The creation of a separate department for overseas employment should not be considered an additional expense for government but a necessary investment to address the concerns of overseas Filipino workers (OFW’s) who remit billions of pesos every year.

This was the response of the Alliance of Bonafide Recruiters for OFW’s Advancement and Development (ABROAD) to a recent statement by National Economic and Development Authority (NEDA) Director General Ernesto Pernia, who told the Senate in a briefing that economic managers “did not feel that the creation of a Department of OFW is critically important at this time” despite an appeal by President Rodrigo Duterte to Congress to establish the DOFW to handle OFW matters.

“The overseas employment program could be considered as the single most successful specific anti-poverty program of the government.”
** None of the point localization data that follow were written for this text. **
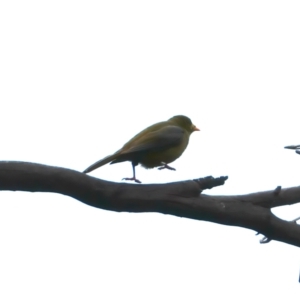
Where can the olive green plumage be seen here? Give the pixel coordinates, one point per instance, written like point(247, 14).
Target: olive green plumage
point(155, 146)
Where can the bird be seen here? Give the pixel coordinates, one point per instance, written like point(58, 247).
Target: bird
point(156, 146)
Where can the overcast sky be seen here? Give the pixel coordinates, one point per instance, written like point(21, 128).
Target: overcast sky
point(80, 78)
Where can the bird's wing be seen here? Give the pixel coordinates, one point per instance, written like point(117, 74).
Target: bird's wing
point(163, 138)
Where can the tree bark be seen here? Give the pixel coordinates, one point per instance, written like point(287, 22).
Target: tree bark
point(182, 199)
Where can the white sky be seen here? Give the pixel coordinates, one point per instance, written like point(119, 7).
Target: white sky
point(79, 78)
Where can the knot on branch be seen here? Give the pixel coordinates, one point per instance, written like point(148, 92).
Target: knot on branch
point(209, 182)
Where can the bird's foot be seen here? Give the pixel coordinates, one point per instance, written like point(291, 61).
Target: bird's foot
point(166, 166)
point(132, 178)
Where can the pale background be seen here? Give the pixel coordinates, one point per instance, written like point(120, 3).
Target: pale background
point(79, 78)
ABROAD Co-convenor Russell Garcia said that their group understands that government funds needed to be prioritized, but that government economic managers should also recognize the importance of safeguarding OFW welfare as “the overseas employment program could be considered as the single most successful specific anti-poverty program of the government.”

Garcia further stressed that “at any given time, we have at least 2.3 million Filipinos working abroad and since it started almost half a century ago, the overseas recruitment industry has helped lift millions of Filipinos out of poverty.  Just last year in fact, our total remittances from overseas Filipino workers have reached $32 billon.”

“That is practically 10 percent of our country’s gross domestic product (GDP), and around half the total budget of the government. Our economic managers in the past have credited OFWs and their remittances for protecting the country against external shocks such as the 2008 global financial crisis; it is only just and right that we take steps to better protect them.”

“The new department may also be designed in part as self-liquidating since it is already earning for itself, like the entire accumulated OWWA fund, which now stands at P18 billion ––funds that come from employers and the recruitment agencies, as well as the OFWs themselves and are purely intended for programs for the benefit of the OFWs,” said Garcia.

“The overseas recruitment industry has helped lift millions of Filipinos out of poverty.”

Garcia also pointed out that last year, the collections of our overseas labor offices worldwide from verifications of overseas employment contracts and for other employment contract-related fees collected by the DFA posts abroad, such as authentication fees, translation and acknowledgement fees, have reached hundreds of millions of pesos.

“This is aside from the millions being collected as fees for the issuance of Overseas Employment Certificates or OECs both by the Philippine Overseas Employment Authority in the Philippines and our overseas labor offices for new deploys, and returning or visiting OFW’s,” added Garcia.

“We  therefore question the logic of the argument that the creation of the DOFW must wait longer because of budgetary constraints. No less than the President has expressed his anger over abuses that continue to be committed against our OFWs, and not taking additional steps to address these will guarantee the same results over and over again.”

The overseas employment program of the Philippines was started in the 70’s with the enactment of the Labor Code or Presidential Decree 442, which utilized private sector agencies’ participation in the recruitment and  placement of workers “in order to harness and maximize the use of private sector resources and initiatives in the development and implementation of a comprehensive employment program.”